Lehrzeit im «Billig-Bächli»

1985, also gerade einmal elf Jahre nach der Firmengründung, zeigte sich, dass der Schweizer Markt neben der damaligen Nummer eins, Eiselin Sport, auch Bächli eine Expansion durch Filialisierung erlaubte: Das erste Bächli-Bergsport Outlet in Zürich-Schwamendingen eröffnete. Die Trennung von Hauptgeschäft und Outlet, in dem ausschliesslich Restposten und preisreduzierte Artikel verkauft wurden und von den Kunden bald liebevoll «Billig-Bächli» getauft wurde, war eine Sensation.

Im Outlet begann auch die Firmenkarriere von Felix Bächli, der 1989 als Teilzeitverkäufer einstieg und noch heute das Rattern des Nadeldruckers im Ohr hat: «20 Sekunden hat er für eine Rechnung gebraucht!», weiss Felix noch. Fünf Jahre später wechselte er in Vollzeit nach Oerlikon: Der erste «ganze» Arbeitstag bestand darin, den verwaisten Arbeitsplatz durch einen Einkauf bei IKEA betriebsfähig zu machen. Von Grund auf setzte er in den Folgejahren sämtliche Abläufe auf den Prüfstand, um sie in stundenlangen Strategiediskussionen mit Vater Heinz Bächli zu diskutieren.

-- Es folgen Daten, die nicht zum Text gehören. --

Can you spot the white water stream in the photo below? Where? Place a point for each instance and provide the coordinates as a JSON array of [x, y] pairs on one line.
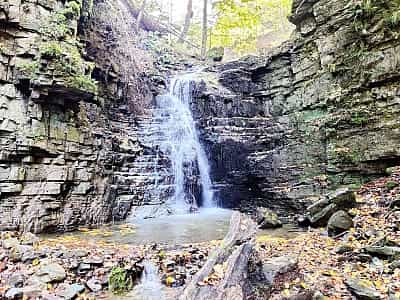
[[191, 171]]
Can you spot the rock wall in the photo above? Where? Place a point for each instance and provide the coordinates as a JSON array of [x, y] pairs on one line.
[[320, 112], [67, 141]]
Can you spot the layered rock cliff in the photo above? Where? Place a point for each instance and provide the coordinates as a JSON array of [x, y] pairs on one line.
[[71, 93], [318, 113]]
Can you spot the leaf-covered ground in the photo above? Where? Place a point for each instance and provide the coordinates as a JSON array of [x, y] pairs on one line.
[[324, 263]]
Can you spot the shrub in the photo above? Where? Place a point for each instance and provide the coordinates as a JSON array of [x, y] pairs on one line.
[[119, 281]]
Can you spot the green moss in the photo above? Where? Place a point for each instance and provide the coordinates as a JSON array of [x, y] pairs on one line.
[[83, 82], [28, 70], [51, 49], [66, 60], [72, 9], [392, 19], [359, 118], [390, 185], [119, 281]]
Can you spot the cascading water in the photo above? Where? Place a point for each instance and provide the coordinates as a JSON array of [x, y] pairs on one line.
[[181, 144], [150, 287]]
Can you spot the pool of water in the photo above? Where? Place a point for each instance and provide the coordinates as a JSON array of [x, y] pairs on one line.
[[206, 225]]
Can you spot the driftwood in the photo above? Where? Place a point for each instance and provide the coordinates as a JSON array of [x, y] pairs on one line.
[[234, 254]]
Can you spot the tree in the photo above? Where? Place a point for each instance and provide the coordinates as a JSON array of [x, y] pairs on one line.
[[140, 15], [204, 30], [188, 19], [240, 23]]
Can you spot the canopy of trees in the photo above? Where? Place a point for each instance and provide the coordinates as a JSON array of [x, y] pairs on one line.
[[239, 26]]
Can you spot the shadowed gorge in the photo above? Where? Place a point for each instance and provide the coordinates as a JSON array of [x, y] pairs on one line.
[[199, 149]]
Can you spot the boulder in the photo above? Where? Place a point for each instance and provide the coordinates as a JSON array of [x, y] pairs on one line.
[[319, 213], [383, 251], [52, 272], [216, 53], [71, 291], [322, 217], [10, 243], [94, 285], [278, 266], [339, 222], [27, 292], [344, 198], [362, 290], [29, 239], [267, 219], [16, 280]]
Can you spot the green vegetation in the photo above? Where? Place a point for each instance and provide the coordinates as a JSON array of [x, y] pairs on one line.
[[61, 53], [240, 24], [83, 82], [359, 118], [119, 281], [51, 49], [390, 185], [367, 12], [59, 27], [28, 70]]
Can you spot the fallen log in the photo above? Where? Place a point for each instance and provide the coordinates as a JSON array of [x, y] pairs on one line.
[[233, 256]]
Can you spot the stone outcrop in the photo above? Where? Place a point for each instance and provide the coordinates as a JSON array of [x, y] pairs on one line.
[[76, 101], [71, 94], [318, 113]]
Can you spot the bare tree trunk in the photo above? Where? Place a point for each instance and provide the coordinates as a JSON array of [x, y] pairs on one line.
[[188, 19], [204, 35], [140, 15]]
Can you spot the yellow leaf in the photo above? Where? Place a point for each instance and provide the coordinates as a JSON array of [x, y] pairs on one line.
[[304, 285], [286, 293], [170, 280]]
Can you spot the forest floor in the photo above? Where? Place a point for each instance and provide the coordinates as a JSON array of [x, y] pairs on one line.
[[329, 265]]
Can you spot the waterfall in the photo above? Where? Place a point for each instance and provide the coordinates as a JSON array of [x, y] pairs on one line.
[[181, 144], [150, 287]]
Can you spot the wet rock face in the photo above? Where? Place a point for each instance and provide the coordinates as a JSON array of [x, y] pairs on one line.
[[318, 113], [66, 141]]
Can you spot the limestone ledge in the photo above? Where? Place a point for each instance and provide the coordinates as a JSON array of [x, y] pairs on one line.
[[317, 113]]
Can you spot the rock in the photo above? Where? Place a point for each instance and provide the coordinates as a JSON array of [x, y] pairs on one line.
[[303, 221], [14, 293], [395, 265], [28, 292], [321, 217], [16, 280], [383, 251], [320, 212], [339, 222], [29, 239], [344, 248], [10, 243], [94, 285], [71, 291], [216, 53], [278, 266], [83, 268], [363, 257], [52, 272], [96, 261], [362, 290], [80, 253], [343, 198], [267, 219]]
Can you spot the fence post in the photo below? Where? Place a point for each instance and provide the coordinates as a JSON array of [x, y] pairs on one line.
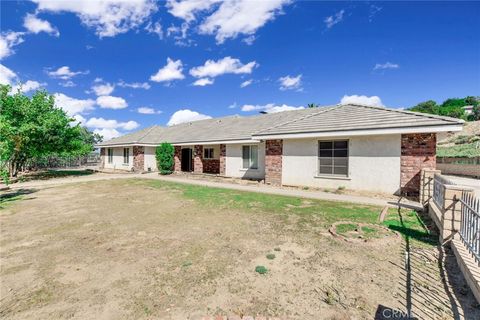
[[426, 185], [452, 210]]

In dieser Zeit, also den 1990er- und 2000er-Jahren, professionalisierte sich die gesamte Bergsport- und Outdoorbranche enorm. Prozesse wurden definiert, Abteilungen spezialisiert oder gar begründet. Bei Bächli Bergsport wurden Logistik, Einkauf und Verkauf ausgebaut. Eine Marketingabteilung gab es zu Beginn nicht, trotzdem schickte man den Kunden schon früh zwei Mal pro Jahr einen Katalog nach Hause, weiss Lukas Imhof noch. Sein erster Job bei Bächli war damals die Digitalisierung aller Kundenadressen. Fast alle aktuellen Bergsportartikel wurden im Katalog beschrieben und abgedruckt, und in dem Mass, wie er Jahr für Jahr an Umfang zunahm, wurde sichtbar, wie auch die Firma wuchs. Bald schon war das Zentrallager in Oerlikon zu klein und zügelte mitsamt der Verwaltung nach Schwerzenbach. In den Warenlift passten zwar zwei Paletten, erinnert sich Bruno Schuhmacher, der heutige Leiter der Logistik, aber weil alle Artikel auf vier Stockwerken gelagert wurden, war die Kommissionierung für den Versand und die Filialen eine «Herkulesarbeit », merkt Margot Hilland schmunzelnd an. Auch sie arbeitet heute noch in der Logistik.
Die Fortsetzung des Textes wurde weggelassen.